Do kids seem to be ruder and more ill-mannered than ever?

Some say today's typical young child is mannerless. Why, in a culture with a tradition of graciousness, altruism and an outgoing resolve to do for others, do children suddenly come across as lacking manners?Two examples:

- Eight preschool children sit together at lunch. Two fruit trays grace the table. Each has several kinds of fruit to choose from. One child stands up, leans across the entire table and grabs all the grapes off both plates with both hands. He spills three glasses of milk into the laps of his friends. He neither says "I'm sorry," nor does he make a move to help clean up.

The essence of manners is to put other people before ourselves. That's the element that seems to have suddenly evaporated. The new trend is "me first" - before anyone and everything.

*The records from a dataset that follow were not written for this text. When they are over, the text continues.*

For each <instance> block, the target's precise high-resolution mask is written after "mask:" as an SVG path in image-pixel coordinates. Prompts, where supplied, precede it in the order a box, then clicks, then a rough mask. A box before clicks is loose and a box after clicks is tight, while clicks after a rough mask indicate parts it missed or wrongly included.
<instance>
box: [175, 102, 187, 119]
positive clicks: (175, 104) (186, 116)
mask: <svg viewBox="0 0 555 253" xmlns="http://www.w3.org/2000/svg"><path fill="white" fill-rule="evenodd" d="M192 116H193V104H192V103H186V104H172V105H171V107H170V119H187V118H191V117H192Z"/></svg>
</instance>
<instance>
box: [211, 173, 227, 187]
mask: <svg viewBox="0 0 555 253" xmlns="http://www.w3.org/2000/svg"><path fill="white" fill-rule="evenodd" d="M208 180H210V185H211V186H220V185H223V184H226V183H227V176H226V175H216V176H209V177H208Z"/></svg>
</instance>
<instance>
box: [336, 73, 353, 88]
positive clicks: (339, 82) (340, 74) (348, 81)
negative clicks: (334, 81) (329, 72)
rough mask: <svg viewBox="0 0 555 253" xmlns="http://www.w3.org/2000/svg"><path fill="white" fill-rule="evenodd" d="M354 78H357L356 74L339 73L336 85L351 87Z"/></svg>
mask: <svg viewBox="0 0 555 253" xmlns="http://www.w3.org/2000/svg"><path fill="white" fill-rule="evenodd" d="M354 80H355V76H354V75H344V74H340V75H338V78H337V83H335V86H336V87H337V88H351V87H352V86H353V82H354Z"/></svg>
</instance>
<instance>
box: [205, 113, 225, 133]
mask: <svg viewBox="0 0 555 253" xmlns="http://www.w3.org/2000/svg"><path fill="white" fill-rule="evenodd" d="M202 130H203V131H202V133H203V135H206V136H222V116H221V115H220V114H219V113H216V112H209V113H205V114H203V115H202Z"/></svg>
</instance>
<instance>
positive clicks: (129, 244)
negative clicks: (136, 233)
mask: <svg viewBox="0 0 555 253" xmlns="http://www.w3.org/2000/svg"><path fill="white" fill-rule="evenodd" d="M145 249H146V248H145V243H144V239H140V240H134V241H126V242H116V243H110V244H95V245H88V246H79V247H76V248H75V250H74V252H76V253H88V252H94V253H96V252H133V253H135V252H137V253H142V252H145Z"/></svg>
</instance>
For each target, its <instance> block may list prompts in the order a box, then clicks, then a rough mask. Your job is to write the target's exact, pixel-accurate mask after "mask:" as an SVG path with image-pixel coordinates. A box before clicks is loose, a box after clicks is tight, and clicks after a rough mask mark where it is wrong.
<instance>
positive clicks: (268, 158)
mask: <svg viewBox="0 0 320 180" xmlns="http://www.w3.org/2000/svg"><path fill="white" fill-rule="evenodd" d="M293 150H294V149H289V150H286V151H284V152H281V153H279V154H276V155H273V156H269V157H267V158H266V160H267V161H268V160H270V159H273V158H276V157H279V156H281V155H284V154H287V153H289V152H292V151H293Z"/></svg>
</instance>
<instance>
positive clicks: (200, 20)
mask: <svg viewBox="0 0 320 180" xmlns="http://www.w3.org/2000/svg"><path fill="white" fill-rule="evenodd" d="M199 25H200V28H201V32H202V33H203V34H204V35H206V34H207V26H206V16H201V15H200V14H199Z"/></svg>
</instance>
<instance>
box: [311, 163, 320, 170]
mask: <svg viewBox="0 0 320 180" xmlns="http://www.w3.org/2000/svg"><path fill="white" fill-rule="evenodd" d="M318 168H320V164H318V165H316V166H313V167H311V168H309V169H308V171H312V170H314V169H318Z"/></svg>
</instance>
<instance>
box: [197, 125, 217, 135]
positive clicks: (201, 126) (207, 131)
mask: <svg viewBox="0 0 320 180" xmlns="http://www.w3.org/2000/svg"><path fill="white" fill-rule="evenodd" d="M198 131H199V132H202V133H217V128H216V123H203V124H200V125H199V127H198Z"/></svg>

Removing the offending child from the table and taking his plate away until the other children have finished will teach him to think about being first all the time.

- In a crowded fast-food restaurant, a child screams for what he wants. Because mom isn't listening, he kicks her. Mom cowers to his needs. Does her response help him understand anything but "me first?" If mom had corrected the child with a single embarrassing moment, a quick swat and a fast trip home empty-handed, he might have learned something: The cost of assaulting mom is a great big loss for him.

Bad manners are not learned. Bad manners are natural, selfish impulses that children are allowed to have. It's not a matter of training; it's a matter of adult neglect.

Curbing poor manners and developing good ones requires placing real limits on the child. A caring adult may have a tug of war with a child to bring about change and to forbid a habitual me-first attitude. It often starts with taking away ordinary things and privileges, and saying "no" a lot.

Sometimes that's tougher for parents than for children. But teaching good manners is not that difficult. Adults should decide what is appropriate and stick to it. But just telling a child "no" and requiring him to follow certain vague and disconnected rules won't work. Teaching manners goes a lot deeper than words.

Instructing children about the worth of others and showing them how to be gracious and respectful to those they meet, both in public and private, whether they return good manners or not, is a good beginning.

Simple training means always saying "please," "thank you," "I'm sorry," "excuse me."

Teaching manners may begin in the negative with restrictions and consequences, but the outcome is always a big "I love you."